Review: Coriolanus at Atlanta’s Shakespeare Tavern

By Manning Harris for Atlanta INtown, 3 June 2015

The Shakespeare Tavern is currently running a bold, clever, and powerful production of “Coriolanus,”one of Shakespeare’s lesser produced plays, running through June 14. Directed by Drew Reeves, some of the city’s best actors are giving robust and magnetic performances.

I don’t know why “Coriolanus” isn’t performed more frequently: It’s got everything modern audiences are supposed to crave. Violence (plenty), political trickery and intrique, treason, a touch of aberrant sexuality, blood (and more violence), ferocious family politics, tons of suspense—everything our sensational, gun-obsessed society loves is here.

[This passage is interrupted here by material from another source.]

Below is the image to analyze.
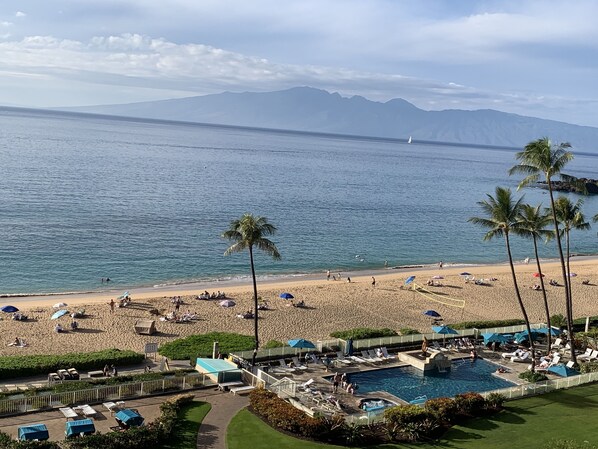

But I’ve never seen the play until now, and I’ve seen a lot of Shakespeare. Of course, you know that since the demise of Georgia Shakespeare, the Tavern is Atlanta’s sole full-time dispenser of the Bard; although any company can do Shakespeare when it wishes—the scripts are public domain.

But the Tavern, which many of its die-hard fans like to think of as our own Globe Theatre (it does resemble it, with an atmosphere unlike any other theatre in the nation), is happy and fearless and up for the challenge, and proves it with this bracing “Coriolanus.”